Elle poursuit lentement : « C’était un devoir de m’occuper de mes maitres. Je ne pensais jamais avoir un droit. Quel droit devrais-je avoir et c’est quoi d’ailleurs un droit ? Je ne calculais même pas qu’il fallait que je sois rémunérée. Non ! Je leur dois tout.
J’ai vécu des moments plus douloureux. Je dois à ma maîtresse obéissance. Tout ce qu’elle veut, Je dois le faire sans rechigner. J’ai toujours été battue sauvagement par elle ».
Poursuivant, elle fait remarquer que «par la contrainte, j’ai vécu une vie d’enfer. Le plus souvent, je suis tirée de mon sommeil, fait-elle remarquer d’une voix basse. On m’inflige des fils de courant pour m’obliger à me réveiller et à s’occuper des enfants quand ils pleurent.Je ne dors ni de jour, ni de nuit. Pendant ce temps, ma maîtresse, elle, se reposait à sa suffisance.
Ce qui est le plus douloureux et dramatique, c’est que je n’ai pas bénéficié de foyers et pu vivre normalement comme les autres femmes, avoir de bien matériels, de pouvoir me reposer à ma guise et de s’occuper de mes enfants », se lamente-t-elle.

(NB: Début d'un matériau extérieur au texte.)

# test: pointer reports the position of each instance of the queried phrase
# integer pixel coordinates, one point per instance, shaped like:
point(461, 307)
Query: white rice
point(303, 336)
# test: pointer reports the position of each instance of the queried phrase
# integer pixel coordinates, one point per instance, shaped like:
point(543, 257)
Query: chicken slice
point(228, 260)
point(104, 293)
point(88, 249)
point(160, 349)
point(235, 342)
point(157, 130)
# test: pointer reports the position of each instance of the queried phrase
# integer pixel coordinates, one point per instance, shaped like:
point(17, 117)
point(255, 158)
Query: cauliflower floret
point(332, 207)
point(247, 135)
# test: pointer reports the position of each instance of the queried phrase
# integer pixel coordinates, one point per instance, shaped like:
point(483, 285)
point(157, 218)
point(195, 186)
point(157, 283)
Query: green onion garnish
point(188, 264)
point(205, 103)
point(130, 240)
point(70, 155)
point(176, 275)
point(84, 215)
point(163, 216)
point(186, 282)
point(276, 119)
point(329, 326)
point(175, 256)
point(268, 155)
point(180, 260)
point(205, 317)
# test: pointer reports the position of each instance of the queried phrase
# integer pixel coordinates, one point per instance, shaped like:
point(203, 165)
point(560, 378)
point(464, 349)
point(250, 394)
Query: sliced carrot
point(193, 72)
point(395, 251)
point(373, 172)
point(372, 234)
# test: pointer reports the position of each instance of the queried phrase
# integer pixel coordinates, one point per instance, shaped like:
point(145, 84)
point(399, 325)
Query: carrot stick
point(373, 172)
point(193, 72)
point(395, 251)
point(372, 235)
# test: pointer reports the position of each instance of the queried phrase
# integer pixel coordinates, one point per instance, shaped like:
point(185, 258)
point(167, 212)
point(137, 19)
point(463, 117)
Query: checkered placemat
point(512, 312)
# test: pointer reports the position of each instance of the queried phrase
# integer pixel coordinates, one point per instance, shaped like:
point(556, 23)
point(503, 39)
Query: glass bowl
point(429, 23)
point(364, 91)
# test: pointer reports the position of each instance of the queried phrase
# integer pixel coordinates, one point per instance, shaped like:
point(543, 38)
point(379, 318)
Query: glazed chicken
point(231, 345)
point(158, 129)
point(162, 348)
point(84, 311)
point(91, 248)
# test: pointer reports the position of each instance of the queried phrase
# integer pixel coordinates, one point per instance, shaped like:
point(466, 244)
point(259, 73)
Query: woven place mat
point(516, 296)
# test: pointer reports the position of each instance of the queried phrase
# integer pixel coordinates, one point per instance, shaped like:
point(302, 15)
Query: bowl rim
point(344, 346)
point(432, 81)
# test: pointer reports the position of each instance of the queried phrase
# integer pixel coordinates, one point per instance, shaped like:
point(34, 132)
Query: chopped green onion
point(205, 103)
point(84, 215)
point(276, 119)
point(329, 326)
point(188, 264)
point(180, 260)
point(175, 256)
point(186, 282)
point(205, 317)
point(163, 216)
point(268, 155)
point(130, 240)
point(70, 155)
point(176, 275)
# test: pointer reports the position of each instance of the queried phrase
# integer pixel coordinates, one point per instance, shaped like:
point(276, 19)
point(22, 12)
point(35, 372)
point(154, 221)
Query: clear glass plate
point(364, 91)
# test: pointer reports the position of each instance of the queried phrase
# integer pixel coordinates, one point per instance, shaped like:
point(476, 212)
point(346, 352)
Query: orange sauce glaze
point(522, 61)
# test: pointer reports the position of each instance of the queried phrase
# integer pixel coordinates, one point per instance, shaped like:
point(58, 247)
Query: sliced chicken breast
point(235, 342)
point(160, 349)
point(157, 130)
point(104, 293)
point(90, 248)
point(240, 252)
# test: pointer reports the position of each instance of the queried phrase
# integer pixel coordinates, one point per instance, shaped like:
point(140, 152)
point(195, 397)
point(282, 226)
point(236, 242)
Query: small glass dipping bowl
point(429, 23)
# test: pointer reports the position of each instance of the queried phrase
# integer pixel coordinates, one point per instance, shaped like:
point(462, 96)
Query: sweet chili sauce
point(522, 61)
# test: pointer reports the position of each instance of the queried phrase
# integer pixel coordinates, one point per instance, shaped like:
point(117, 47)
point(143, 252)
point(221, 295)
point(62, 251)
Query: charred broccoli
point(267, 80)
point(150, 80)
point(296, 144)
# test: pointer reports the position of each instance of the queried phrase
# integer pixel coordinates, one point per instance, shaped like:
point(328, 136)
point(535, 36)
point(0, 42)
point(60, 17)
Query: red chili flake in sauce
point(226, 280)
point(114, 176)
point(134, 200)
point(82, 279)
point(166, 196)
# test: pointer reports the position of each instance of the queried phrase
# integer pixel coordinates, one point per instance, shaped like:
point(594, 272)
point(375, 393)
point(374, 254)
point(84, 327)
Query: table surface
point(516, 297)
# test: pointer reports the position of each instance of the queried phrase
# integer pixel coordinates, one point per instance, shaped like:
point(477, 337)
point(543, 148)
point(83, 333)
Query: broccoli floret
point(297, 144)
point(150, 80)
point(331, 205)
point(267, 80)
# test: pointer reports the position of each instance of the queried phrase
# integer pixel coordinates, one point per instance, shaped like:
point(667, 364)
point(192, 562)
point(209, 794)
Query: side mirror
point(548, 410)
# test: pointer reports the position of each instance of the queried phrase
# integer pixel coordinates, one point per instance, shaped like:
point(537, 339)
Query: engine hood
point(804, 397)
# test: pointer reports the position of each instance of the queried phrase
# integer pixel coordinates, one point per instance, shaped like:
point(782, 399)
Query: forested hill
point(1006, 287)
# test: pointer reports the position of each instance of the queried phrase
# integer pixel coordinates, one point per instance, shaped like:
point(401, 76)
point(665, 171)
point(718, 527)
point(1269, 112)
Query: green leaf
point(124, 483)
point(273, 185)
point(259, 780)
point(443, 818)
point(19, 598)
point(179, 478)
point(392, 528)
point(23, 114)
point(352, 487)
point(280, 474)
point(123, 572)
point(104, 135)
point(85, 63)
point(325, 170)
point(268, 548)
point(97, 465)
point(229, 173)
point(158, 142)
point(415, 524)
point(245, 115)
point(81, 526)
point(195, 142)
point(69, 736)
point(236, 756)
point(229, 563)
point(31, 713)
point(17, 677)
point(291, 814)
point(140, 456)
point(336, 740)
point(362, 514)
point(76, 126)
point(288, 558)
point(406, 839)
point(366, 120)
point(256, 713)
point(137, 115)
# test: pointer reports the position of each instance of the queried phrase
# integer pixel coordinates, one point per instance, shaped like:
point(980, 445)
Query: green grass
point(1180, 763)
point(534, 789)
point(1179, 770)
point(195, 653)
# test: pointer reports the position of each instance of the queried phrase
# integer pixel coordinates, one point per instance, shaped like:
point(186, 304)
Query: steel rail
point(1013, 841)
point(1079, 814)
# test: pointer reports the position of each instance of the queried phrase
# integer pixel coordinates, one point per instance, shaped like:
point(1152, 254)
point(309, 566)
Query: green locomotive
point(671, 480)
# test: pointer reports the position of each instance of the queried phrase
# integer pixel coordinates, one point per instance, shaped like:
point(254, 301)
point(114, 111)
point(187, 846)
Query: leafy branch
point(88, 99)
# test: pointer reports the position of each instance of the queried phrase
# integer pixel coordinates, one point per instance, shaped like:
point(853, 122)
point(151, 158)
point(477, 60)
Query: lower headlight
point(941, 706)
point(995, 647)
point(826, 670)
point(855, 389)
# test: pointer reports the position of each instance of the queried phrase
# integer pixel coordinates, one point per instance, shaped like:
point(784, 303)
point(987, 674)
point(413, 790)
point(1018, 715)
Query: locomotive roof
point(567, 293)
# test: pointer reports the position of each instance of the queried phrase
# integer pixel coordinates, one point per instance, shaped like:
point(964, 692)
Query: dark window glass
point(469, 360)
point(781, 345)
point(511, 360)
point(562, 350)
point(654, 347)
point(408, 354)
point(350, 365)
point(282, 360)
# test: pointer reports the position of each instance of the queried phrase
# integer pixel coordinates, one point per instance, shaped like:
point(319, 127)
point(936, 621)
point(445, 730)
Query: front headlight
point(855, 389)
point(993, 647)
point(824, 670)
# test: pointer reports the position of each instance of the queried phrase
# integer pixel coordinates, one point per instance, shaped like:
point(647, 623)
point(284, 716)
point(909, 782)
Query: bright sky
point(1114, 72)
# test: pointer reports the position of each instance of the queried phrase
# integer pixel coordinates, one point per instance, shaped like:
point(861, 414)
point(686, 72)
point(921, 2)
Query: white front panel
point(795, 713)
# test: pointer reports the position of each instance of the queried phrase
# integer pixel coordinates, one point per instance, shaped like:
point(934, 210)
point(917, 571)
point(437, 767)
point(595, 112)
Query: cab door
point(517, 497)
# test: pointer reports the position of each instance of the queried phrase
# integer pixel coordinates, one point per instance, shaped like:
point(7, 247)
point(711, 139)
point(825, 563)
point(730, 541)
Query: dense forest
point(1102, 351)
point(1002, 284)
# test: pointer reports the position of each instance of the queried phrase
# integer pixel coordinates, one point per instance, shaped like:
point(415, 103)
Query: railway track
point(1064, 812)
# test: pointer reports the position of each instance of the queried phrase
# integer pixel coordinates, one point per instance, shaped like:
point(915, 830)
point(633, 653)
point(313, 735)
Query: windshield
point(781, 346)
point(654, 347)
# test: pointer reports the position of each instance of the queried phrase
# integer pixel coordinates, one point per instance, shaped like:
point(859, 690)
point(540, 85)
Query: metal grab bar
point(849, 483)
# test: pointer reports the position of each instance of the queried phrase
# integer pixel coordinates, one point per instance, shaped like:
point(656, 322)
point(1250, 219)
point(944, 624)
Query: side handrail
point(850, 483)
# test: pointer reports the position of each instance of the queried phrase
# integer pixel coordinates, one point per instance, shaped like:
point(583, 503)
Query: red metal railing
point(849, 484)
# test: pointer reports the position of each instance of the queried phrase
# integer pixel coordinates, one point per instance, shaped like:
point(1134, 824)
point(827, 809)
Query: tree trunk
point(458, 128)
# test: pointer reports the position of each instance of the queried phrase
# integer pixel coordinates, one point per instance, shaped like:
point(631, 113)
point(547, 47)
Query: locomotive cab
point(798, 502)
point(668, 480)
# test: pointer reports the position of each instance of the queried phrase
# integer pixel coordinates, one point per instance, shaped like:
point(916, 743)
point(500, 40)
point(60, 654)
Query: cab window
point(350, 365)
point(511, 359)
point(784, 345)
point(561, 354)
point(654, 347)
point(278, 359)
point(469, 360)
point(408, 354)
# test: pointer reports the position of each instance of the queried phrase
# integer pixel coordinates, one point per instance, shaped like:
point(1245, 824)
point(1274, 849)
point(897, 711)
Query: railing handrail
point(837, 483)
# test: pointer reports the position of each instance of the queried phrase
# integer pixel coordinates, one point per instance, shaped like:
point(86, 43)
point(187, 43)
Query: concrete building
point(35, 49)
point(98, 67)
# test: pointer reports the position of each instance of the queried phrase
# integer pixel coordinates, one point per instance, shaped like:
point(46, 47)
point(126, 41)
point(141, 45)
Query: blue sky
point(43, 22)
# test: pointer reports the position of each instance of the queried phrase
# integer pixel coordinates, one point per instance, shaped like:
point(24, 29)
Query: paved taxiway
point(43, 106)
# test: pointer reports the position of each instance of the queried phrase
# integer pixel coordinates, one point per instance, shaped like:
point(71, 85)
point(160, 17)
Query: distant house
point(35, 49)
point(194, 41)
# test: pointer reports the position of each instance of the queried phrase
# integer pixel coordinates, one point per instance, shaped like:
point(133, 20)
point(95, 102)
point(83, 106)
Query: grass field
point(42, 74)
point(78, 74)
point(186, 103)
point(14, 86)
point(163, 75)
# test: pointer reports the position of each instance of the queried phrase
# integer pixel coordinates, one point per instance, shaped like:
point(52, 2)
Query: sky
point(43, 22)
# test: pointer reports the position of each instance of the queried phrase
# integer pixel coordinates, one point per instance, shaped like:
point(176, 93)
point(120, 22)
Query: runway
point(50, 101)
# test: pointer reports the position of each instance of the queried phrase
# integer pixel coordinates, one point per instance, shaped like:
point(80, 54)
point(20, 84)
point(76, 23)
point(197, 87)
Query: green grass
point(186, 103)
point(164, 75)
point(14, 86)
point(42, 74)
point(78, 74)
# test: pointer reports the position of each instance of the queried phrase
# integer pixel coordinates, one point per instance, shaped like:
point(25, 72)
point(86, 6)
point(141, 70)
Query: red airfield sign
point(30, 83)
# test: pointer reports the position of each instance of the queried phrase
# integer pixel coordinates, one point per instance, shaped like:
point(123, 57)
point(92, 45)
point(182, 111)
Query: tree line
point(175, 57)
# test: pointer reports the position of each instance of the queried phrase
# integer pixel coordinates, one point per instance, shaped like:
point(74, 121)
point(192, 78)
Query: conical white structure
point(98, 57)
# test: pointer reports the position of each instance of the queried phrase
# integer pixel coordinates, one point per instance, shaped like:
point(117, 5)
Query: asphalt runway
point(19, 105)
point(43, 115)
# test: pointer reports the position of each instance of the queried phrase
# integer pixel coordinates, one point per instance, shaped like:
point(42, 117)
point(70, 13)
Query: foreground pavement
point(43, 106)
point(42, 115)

« J’ai enduré des corvées qui sont des plaies dans ma vie », encaisse-t-elle.
Mbeyerka Vall Mint Mahmoud indique : « Je me suis rendue compte de ma situation de servante lorsque Biram est allé en prison, début 2011. Informée de la campagne lancée par Biram, ma maîtresse a décidé de m’envoyer à Tintane en demandant à son cousin juge Nagi Ould Taleb Ould Ely d’établir des papiers pour qu’elle puisse se protéger contre ce Biram. Son cousin lui conseilla de m’éloigner d’elle en attendant ».
Le cauchemar, poursuit cette jeune femme, jusqu’à présent : « Je me réveille toujours la nuit apeurée voyant en songe ma maîtresse me menaçant et me tirant de mon sommeil. Je suis profondément épouvantée. Je vis ce traumatisme chaque nuit ».
Coupée des réalités, Mbeyerka Vall mint Mahmoud ne cesse de surpendre : « Je ne pensais pas qu’il y avait des esclaves libres (faisant allusion aux haratines). Je suis étonnée de les voir ainsi à Nouakchott. Pour moi, les noirs sont toujours propriétés des arabo berbères », dit-elle.
Elle laisse entendre qu’elle n’a jamais eu l’idée de fugue. « Je me sentais perdue. Je ne pensais jamais défier mes maîtres.C’était impensable d’ester en justice. J’ai été enlevée de chez ma mère à ma tendre enfance et j’ai toujours été traité d’esclave et vécu des choses impitoyables ».
Sans papiers, Mbeyerka Vall annonce que : « Je suis née en 1991. Je l’ai apprise en entendant ma maîtresse le dire à ses amies. Disant que cette esclave, cette fille je l’ai arrachée à l’âge de 6 ans. A six ans déjà, je portais sur mon dos les enfants », conclut elle.